東京高裁平成19年6月28日判決・判タ1279号273頁
【論点】
「もともと社会的評価が低い人は,さらに社会的評価が下がることはない。」
名誉毀損の裁判をやっていると,相手方からこのような反論を受けることがあります。
【判決要旨】
「法的な保護に値する名誉とは,人の品性,徳行,名声,信用等の人格的価値について社会から受ける客観的評価であるということができるところ,本件記事は,日本赤軍の最高幹部である第1審原告が凶悪非道な若王子事件に実行犯ではないとしても関与したことを報道するものであり,仮に関与したと報道された者が市井の一市民であれば,その者の社会的評価を低下させ,これにより名誉を毀損するものということができる。しかしながら,以上認定の事実によれば,第1審原告は,国際テロ組織である日本赤軍の最高幹部であり,日本赤軍が組織的に敢行したテロ事件のうちドバイ事件及びダッカ事件に実行正犯として関与し,特にダッカ事件では主導的役割を果たし,これにより,無期懲役の刑を宣告され判決が確定して,服役中の者であり,市井の一市民と同等に考えることはできない。すなわち,第1審原告については,上記テロ事件への関与並びにこれについて無期懲役の刑を宣告した判決の存在及びその執行により,その社会的評価は既に低いといわざるを得ず,加えて,本件既報記事により,既に,若王子事件に何らかの形で関与した者であることが広く報道され,一般の読者からそのような印象を持たれている者であるから,本件既報記事から相当の年数を経て報道された本件記事及びこれを構成する①ないし④記事により,第1審原告の社会的評価が更に低下するとは認め難く,仮に低下するとしても法的保護に値するほどのものとは認められない。」
【コメント】
私見は,本判決は,複数のテロ事件に実行犯・主導的役割を果たした「市井の一市民と同等に考えることはできない」程の人に関する特殊な判決であり,あまり一般化できないと思います。

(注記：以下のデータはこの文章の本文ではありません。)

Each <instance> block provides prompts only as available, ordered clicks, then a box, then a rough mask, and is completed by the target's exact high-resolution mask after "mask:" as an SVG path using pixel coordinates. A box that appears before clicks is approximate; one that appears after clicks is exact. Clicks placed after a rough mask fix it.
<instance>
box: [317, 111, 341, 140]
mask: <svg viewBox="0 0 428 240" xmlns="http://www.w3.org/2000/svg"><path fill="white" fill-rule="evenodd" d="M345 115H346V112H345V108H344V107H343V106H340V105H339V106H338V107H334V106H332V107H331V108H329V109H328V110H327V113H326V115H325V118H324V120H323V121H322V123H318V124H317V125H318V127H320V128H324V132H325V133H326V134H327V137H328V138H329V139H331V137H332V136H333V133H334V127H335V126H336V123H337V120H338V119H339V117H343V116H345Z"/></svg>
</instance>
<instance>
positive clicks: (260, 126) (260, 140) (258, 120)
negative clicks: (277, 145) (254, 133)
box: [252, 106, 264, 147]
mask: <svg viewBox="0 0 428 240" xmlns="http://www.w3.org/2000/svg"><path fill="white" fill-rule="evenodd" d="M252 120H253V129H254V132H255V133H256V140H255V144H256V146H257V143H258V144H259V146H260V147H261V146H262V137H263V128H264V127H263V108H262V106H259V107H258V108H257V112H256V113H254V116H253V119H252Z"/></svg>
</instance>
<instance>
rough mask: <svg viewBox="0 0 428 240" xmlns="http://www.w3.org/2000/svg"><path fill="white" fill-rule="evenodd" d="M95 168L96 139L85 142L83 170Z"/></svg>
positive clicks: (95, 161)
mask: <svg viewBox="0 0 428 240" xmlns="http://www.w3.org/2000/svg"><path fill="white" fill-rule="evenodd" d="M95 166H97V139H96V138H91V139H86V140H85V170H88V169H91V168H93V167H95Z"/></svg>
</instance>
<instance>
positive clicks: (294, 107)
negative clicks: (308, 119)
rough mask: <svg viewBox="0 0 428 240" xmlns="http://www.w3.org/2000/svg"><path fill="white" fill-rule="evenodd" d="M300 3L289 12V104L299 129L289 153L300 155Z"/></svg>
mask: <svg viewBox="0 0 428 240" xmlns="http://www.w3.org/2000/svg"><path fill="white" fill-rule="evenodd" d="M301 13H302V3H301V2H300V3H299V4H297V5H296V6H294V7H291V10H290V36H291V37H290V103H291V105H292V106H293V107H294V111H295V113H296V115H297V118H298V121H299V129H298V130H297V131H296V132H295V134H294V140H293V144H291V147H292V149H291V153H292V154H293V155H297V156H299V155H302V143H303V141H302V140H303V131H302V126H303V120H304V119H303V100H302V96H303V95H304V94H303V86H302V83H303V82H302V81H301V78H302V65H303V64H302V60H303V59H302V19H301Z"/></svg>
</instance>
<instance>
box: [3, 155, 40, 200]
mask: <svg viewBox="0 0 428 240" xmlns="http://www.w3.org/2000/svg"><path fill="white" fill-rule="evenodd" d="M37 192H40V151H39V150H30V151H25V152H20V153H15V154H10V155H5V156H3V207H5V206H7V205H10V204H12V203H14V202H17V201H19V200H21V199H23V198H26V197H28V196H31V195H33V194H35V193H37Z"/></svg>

↑この記事で述べた通り,「どのような人でも…人として尊重されるべき一定の社会的評価を有しているというべきであるから、その人に向かって何を言ってもよいなどといえるはずはない。」「社会から受ける評価が低いとの点は、名誉毀損に対する賠償額の認定、判断に際して斟酌されるに止まるというべきである」(上記東京高裁平成5年判決)からです。
平成5年判決が述べる通り,対象人物の社会的評価が既に低いことは,損害論の話でしょう。